Sleep mode makes Internet of Energy more energy efficient

A group of scientists in Nagoya University, Japan, have developed a possible solution to one of the biggest problems of the Internet of Energy, energy efficiency. They did so by creating a controller that has a sleep mode and only procures energy when needed.

Widespread generation of electricity based on renewable energy has become necessary to combat the climate crisis. One solution to realize society’s electrification needs is the Internet of Energy, which would operate like the information Internet, except that it would consist of energy linked by smart power generation, smart power consumption, smart interconnection, and cloud sharing.

When information is sent over the Internet, it is divided into transmittable units called “packets,” which are tagged with their destination. The energy Internet is based on a similar concept. Information tags are added to power pulses to create units called “power packets.” On the basis of requests from terminals, these are then distributed over networks to where they are needed. However, one problem is that since the packets are sent sporadically, the energy supply is intermittent. Current solutions, such as storage batteries or capacitors, complicate the system and reduce its efficiency.

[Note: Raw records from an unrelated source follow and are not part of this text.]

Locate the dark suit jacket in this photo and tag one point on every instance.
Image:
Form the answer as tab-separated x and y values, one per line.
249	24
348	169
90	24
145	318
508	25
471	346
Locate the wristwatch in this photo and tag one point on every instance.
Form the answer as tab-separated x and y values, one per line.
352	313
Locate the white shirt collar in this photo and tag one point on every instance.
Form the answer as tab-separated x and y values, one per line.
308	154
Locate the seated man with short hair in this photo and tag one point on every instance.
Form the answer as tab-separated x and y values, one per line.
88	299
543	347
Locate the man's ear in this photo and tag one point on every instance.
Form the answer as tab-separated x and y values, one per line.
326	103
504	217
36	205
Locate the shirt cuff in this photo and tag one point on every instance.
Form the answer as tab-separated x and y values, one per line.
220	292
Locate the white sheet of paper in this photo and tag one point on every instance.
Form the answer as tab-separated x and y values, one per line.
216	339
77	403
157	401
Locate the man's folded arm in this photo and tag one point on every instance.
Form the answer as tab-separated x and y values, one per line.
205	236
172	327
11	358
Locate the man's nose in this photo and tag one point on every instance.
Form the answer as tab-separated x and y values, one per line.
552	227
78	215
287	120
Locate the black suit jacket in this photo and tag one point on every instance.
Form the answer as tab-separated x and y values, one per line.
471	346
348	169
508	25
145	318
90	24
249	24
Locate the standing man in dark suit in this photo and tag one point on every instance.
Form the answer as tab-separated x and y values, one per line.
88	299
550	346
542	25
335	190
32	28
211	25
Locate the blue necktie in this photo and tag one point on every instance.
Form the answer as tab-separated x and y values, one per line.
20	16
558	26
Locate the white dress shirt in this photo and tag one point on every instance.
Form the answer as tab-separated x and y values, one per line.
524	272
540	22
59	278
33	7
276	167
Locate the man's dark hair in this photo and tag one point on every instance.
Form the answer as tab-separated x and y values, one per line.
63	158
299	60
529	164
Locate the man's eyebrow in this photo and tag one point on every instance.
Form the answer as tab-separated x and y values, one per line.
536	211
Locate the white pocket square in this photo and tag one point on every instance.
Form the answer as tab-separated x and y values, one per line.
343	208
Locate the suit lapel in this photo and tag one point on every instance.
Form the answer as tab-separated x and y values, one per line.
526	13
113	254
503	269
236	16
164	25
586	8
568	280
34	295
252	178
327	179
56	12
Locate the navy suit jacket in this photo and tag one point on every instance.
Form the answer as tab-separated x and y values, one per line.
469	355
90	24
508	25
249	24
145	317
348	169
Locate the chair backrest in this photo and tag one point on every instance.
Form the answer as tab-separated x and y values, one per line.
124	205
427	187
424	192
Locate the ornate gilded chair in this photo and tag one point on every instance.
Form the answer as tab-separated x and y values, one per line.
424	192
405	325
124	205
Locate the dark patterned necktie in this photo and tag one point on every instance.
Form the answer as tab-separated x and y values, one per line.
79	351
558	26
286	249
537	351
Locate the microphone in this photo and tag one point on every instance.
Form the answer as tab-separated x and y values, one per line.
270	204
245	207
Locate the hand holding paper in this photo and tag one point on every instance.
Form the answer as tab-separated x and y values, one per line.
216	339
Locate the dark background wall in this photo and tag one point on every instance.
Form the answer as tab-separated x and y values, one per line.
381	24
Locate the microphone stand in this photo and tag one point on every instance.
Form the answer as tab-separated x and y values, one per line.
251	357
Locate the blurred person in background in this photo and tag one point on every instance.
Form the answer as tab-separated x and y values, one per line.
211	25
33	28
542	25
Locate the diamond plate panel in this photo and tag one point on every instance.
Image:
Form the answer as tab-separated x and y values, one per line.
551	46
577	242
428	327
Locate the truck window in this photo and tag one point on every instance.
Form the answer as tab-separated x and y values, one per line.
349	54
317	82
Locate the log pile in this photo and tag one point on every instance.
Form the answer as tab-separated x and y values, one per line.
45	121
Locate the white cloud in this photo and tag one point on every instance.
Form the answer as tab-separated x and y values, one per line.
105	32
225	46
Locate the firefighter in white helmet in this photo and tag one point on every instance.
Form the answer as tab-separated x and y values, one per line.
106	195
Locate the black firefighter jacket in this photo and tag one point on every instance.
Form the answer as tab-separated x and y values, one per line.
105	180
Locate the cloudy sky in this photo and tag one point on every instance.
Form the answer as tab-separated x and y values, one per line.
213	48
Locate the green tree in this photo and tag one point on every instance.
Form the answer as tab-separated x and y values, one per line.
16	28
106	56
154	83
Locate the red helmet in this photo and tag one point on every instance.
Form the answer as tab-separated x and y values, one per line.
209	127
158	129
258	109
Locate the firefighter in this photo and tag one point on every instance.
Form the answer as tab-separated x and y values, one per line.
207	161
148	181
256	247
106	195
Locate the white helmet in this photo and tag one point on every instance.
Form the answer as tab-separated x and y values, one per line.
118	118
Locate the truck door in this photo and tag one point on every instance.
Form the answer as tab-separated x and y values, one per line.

An alternative solution is what is known as “sparse control,” where the terminal’s actuators are active part of the time and are in sleep mode for the rest of the time. In sleep mode, they do not consume fuel or electricity, leading to efficient energy saving and reducing environmental and noise pollution. Although sparse control has been used with a single actuator, it does not necessarily provide good performance when multiple actuators are used. The problem of determining how to do this for multiple actuators is called the ‘maximum turn-off control problem’.

Now, a Nagoya University research group, led by Professor Shun-ichi Azuma and Doctoral student Takumi Iwata of the Graduate School of Engineering, has developed a model control scheme for multiple actuators. The model has an awake mode, during which it procures and controls the necessary power packets for when they are needed, and a sleep mode. The research was published in the International Journal of Robust and Nonlinear Control.

“We can see our research being useful in the motor control of production equipment,” explains Professor Azuma. “This research provides a control system configuration method based on the assumption that the energy supply is intermittent. It has the advantage of eliminating the need for storage batteries and capacitors. It is expected to accelerate the practical application of the power packet type energy Internet.”